[CMake] Using CMake/CPack for code provenance

Tue Mar 30 08:52:21 EDT 2010

On 30. Mar, 2010, at 13:38 , Biddiscombe, John A. wrote:

> We have a project where the data generated is very large and too costly to store permanently, so we'd like to be able to
> 
> 
> a)      Tag the source code used when the run is initiated using the SCM (svn/git etc)
> 
> b)      Automatically store all the user configured CMake options (using cmake CONFIGURE_FILE or something like that to generate a file with all the user selected options
> 
> c)       Automatically copy all input files (initial boundary conditions etc) into a particular  location alongside the generated settings from b), {user data will be set via cmake options as in a)}
> 
> d)      Run CPack to archive up all the source code, initial conditions data, other generated files, user configured options into a tarball which can then be stored in a permanent archive so that...
> 
> e)      in theory we can untar the package and essentially recreate the complete build/environment when the simulation was run and reproduce the data rather than storing it should the need ever arise. (of course the compiler may not be available in N years, but if most of the flags/settings are stored we can do our best to ensure that all is reproduced - have to draw the line somewhere.
> 
> Has anyone done anything similar to this, and if so, are there any things I need to watch out for that I haven't considered. Are there any projects out there that already do something similar that I can get some tips from?
> 
> thanks
> 
> JB

Not sure CPack is the right tool for this... I'd go with custom scripts that are triggered by a custom target.

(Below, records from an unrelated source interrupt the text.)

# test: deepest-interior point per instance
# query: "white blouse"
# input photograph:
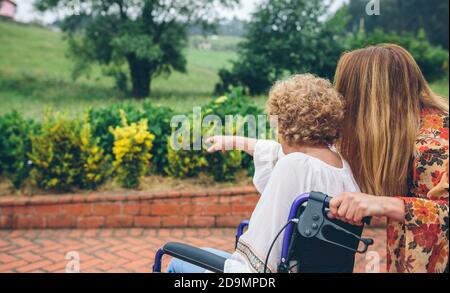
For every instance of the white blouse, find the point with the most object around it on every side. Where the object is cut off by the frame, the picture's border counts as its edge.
(281, 179)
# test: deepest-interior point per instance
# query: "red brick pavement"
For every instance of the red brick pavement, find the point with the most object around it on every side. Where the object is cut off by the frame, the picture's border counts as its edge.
(117, 250)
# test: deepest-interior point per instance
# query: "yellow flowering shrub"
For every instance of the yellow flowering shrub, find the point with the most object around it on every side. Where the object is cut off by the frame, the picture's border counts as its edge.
(96, 169)
(132, 146)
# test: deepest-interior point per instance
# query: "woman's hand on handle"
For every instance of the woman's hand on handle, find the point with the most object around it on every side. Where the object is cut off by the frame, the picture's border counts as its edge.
(353, 207)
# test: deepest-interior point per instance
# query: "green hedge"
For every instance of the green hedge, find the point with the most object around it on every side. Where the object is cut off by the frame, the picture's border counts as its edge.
(121, 142)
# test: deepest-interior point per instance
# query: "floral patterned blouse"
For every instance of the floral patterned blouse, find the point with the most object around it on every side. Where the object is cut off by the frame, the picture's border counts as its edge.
(421, 243)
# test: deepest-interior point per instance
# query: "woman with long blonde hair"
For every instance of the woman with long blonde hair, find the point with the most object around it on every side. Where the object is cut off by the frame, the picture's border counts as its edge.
(395, 138)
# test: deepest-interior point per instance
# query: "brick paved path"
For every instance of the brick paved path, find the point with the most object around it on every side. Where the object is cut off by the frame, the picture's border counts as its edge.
(109, 250)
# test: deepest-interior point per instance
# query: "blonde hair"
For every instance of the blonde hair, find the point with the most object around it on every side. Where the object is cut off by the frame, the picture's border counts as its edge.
(385, 91)
(309, 110)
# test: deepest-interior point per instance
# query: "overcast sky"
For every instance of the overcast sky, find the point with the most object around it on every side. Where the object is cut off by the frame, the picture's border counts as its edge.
(26, 13)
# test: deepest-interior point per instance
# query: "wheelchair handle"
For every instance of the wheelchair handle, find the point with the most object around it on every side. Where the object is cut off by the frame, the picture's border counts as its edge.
(366, 220)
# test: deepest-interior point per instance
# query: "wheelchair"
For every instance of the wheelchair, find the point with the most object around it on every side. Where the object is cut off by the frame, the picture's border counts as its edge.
(312, 243)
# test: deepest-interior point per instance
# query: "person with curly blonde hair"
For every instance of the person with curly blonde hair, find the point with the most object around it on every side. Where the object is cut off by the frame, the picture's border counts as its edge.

I'm doing similar things by managing input files and source code with git (tagging known states is very useful, obviously), but so far I didn't worry about build settings. Perhaps you could use a cache-initialization script (refer to the docs of the -C option) which you can manage along with the code and the input files. Of course, you have then to somehow ensure/trust that people don't modify the cache, but modify the cache initialization script instead, remove the build-tree and rebuild from scratch. Another option would be to include code in your CMakeLists.txt files to automatically write such a cache-initialization script which one can then use to reproduce the build.

I don't think it is too useful to store specific compiler information though, because then you have to ensure that the versions of the compiler, all required libraries (including standard libraries), operating system etc. match. After all, there might be a new bug in the compiler, or a bug fix which changes the results. For complete reproducibility you'd have to archive the whole OS plus hardware, which in your case is probably out of the question ("Excuse me, do we have some spare shelf-space for a Cray XT5 somewhere around here") ;-)

Michael